Google Cloud Professional Data Engineer — Question 292
You are building a real-time prediction engine that streams files, which may contain PII (personal identifiable information) data, into Cloud Storage and eventually into BigQuery. You want to ensure that the sensitive data is masked but still maintains referential integrity, because names and emails are often used as join keys.
How should you use the Cloud Data Loss Prevention API (DLP API) to ensure that the PII data is not accessible by unauthorized individuals?
Answer options
- A. Create a pseudonym by replacing the PII data with cryptogenic tokens, and store the non-tokenized data in a locked-down button.
- B. Redact all PII data, and store a version of the unredacted data in a locked-down bucket.
- C. Scan every table in BigQuery, and mask the data it finds that has PII.

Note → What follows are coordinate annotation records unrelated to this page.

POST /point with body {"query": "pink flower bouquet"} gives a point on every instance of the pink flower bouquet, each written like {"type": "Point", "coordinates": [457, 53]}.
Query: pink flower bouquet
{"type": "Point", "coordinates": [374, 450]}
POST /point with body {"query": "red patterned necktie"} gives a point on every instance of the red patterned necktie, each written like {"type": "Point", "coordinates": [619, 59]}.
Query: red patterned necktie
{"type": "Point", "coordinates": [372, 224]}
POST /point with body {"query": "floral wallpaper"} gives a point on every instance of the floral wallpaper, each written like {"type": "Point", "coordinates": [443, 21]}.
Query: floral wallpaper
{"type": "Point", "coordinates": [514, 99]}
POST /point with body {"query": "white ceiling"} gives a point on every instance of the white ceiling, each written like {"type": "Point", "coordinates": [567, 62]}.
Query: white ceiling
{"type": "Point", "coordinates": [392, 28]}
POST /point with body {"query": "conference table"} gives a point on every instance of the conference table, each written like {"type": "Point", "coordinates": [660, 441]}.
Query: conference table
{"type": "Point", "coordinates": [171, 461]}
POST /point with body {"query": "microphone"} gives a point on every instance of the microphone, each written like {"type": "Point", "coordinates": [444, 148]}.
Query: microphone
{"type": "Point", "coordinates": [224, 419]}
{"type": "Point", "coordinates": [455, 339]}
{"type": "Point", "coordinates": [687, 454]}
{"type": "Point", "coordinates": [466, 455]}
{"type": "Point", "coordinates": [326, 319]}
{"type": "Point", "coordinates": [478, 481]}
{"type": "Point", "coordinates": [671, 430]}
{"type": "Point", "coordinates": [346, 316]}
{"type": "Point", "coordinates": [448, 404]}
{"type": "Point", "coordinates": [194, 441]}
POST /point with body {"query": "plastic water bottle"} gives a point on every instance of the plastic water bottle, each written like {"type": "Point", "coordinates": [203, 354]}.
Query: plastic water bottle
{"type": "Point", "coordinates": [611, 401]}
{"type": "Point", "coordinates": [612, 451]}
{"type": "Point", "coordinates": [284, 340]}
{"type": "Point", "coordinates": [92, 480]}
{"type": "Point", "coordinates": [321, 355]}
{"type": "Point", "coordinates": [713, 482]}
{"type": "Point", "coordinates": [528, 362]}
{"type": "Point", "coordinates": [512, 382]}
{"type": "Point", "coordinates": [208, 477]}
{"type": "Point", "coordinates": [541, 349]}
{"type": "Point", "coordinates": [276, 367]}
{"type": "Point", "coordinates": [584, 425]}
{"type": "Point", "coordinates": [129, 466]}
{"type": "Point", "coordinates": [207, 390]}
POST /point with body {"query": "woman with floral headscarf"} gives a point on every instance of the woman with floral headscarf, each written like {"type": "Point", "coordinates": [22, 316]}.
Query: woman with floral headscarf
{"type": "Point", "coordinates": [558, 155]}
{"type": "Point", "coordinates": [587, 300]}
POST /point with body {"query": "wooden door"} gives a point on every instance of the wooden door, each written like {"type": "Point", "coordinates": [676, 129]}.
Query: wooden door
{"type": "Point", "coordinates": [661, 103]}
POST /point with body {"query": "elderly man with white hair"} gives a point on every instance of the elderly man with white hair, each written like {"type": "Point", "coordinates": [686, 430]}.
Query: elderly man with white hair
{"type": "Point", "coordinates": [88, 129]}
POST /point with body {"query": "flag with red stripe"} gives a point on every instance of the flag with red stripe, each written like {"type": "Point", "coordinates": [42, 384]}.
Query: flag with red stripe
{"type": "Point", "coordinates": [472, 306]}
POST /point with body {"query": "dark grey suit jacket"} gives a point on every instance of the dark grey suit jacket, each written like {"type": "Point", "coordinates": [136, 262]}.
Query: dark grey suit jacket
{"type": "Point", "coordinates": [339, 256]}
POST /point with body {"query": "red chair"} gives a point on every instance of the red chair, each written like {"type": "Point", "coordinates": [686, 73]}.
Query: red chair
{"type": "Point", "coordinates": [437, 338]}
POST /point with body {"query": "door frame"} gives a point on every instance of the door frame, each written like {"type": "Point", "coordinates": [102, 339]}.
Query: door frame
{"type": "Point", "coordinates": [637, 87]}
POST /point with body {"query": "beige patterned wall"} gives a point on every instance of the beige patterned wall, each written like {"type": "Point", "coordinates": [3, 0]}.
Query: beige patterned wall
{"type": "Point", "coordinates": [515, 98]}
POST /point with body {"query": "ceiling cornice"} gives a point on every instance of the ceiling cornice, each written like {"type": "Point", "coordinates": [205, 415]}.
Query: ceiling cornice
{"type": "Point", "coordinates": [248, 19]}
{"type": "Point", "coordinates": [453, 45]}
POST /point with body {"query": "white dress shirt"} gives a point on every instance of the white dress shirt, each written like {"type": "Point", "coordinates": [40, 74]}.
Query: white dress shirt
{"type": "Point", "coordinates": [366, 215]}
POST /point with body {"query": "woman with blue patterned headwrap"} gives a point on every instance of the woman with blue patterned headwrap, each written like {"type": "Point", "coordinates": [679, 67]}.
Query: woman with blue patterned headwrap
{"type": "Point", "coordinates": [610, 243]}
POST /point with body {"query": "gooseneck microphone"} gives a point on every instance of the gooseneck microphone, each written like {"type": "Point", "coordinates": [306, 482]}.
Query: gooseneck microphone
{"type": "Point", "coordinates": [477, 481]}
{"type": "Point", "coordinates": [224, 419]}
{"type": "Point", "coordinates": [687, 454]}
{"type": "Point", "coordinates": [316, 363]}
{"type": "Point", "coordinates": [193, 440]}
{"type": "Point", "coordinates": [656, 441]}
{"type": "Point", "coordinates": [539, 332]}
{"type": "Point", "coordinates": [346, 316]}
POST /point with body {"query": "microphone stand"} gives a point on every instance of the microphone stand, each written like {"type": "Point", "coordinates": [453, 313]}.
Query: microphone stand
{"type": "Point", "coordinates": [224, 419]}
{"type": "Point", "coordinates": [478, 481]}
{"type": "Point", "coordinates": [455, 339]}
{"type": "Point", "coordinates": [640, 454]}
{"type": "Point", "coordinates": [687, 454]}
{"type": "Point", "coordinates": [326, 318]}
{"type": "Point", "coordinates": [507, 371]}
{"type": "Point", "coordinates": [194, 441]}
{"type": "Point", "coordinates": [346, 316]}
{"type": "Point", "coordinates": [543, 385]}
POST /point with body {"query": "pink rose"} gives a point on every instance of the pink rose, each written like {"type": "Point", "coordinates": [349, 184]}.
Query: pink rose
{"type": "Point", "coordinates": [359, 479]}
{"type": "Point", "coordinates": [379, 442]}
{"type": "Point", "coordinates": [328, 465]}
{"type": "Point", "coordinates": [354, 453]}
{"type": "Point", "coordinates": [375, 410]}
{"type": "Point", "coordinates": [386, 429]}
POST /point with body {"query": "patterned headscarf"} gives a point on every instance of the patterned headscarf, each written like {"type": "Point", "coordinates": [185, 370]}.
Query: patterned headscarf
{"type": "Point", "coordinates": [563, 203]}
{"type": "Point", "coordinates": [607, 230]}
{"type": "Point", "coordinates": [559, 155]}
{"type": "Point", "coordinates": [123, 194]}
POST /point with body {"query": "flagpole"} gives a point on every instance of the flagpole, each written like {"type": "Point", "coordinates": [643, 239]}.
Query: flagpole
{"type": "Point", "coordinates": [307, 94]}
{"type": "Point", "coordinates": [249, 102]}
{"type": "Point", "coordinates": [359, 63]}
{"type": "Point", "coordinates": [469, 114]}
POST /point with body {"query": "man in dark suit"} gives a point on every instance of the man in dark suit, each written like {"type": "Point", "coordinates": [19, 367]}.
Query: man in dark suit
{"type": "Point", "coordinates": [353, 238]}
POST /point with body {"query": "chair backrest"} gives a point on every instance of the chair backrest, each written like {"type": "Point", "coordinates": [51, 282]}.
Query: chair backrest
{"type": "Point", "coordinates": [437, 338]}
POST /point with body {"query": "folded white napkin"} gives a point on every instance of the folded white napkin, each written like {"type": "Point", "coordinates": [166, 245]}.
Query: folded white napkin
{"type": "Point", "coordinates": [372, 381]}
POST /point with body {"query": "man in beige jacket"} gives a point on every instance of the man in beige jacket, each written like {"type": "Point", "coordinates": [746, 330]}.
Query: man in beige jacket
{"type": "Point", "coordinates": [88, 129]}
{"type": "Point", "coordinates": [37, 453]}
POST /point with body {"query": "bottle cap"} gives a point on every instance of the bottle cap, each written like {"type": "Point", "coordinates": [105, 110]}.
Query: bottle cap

- D. Create a pseudonym by replacing PII data with a cryptographic format-preserving token.
Correct answer: D
Explanation
The correct answer is D because using a cryptographic format-preserving token allows for the masking of PII data while retaining the data's structure, essential for maintaining referential integrity. Option A is incorrect because storing non-tokenized data in any form poses a security risk. Option B does not maintain referential integrity since redacting all PII means losing essential join keys. Option C is not comprehensive, as scanning tables in BigQuery alone does not proactively protect PII as data is streamed.